Prime Minister Jacinda Ardern may ask partner Clarke Gayford to not tweet from the hip on social media. Photo / Jason Walls
The decision whether Auckland was moving out of alert level 2 turned out not to be the focus of this morning's press conference with Prime Minister Jacinda Ardern.
That call was more or less a no-brainer – there hadn't been a community case in two weeks despite tens of thousandsof tests.
The focus was on her fiancé, Clarke Gayford, who had stepped in to defend Ardern from criticism around the delay in the announcement of the alert level decision.
The Cabinet made the in-principle decision to move Auckland to level 1 on Thursday night but wanted to wait on the last bit of data to come through before making the final call today.

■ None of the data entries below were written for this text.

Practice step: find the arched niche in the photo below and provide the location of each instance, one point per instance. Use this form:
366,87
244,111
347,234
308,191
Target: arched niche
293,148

This morning, Gayford tweeted in support of Ardern saying that an: "inprinciple [sic] decision was decided but its all pending on final test results today."

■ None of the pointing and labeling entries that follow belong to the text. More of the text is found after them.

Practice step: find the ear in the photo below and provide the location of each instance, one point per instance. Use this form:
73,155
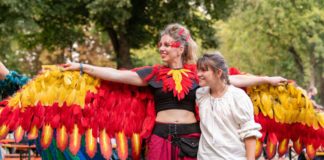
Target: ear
219,73
181,50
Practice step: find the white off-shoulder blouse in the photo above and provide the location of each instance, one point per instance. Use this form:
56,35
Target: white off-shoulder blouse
225,122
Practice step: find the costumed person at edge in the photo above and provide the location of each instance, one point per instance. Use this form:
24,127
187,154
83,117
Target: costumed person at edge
176,131
228,129
10,82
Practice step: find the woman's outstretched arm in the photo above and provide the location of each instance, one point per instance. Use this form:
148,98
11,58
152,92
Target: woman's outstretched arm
250,80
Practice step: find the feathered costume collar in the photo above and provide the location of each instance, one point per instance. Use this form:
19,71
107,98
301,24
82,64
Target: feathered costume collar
178,81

Martin an inprinciple decision was decided but its all pending on final test results today.
This was quick to hit headlines and prompted some accusations that Gayford had been given inside information by Ardern.
Ardern pushed back strongly on this at her press conference: "That is not correct, that he is forewarned of what the decision is."

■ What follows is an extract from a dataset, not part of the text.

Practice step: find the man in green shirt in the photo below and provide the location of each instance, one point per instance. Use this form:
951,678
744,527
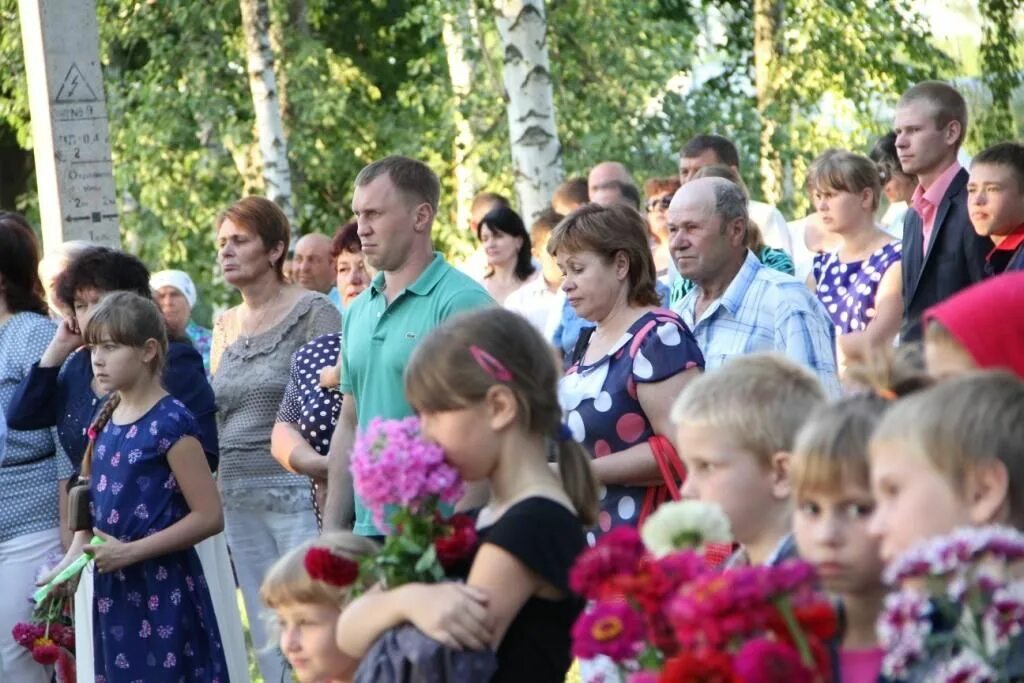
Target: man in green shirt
415,290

She said he was simply relaying information that was in the "public domain", specifically referencing comments made by ministers David Parker and Stuart Nash.
When asked before the Cabinet met on Thursday why there was going to be a delay between the decision and the Friday announcement, Ardern said: "In order for us to make any preparations for us to make an announcement [today]".
She did not specifically say the Cabinet was considering making an "in-principle" decision.
Asked the very same question ahead of Thursday's Cabinet meeting, neither Grant Robertson nor Chris Hipkins specifically cited the possibility of an "in principle" decision either.
"Cabinet is meeting tonight and the reason for that was to simply facilitate an announcement on Friday," Robertson said at the time.
"When we make these decisions there are sometimes further pieces of work that are required. We didn't want there to be any delay on Friday so we had the meeting [last night]."
Then, after the Cabinet meeting had finished on Thursday, minister Stuart Nash told RNZ: "There's a little bit more information we need to make the final decision – that's why you will have to wait until 11.30am for the Prime Minister to make that announcement."
He was even specifically asked if he could "give any assurance around whether whatever decision was made would be effectively immediately at the time of the announcement".
But he would only say: "We had a very constructive Cabinet meeting – there is some more information that needs to be sought before a final decision is made".
But, again, no specific reference to an "in-principle" decision.
The only time the "in-principle decision" line was publically used by a member of Ardern's Cabinet was this morning on the AM Show by senior minister David Parker.
"We took the in-principle decision but we wait for the latest data which will come out this morning."
But, the trouble is that Parker made the comments in the interview at roughly 7.13am, 11 minutes after Gayford tweeted his comments at 7.02am - not before.
This means the first time the "in-principle" line was used wasn't by a minister, but by Gayford on Twitter, which Parker then repeated.
Gayford's tweet forced Ardern on to the defensive at a press conference where she wanted to clearly outline why ministers met last night but made the decision today.
Questions have quite rightly been asked about whether the tweet was a good idea.
On the question of whether Ardern was correct in her defence of Gayford, the answer is not definitive.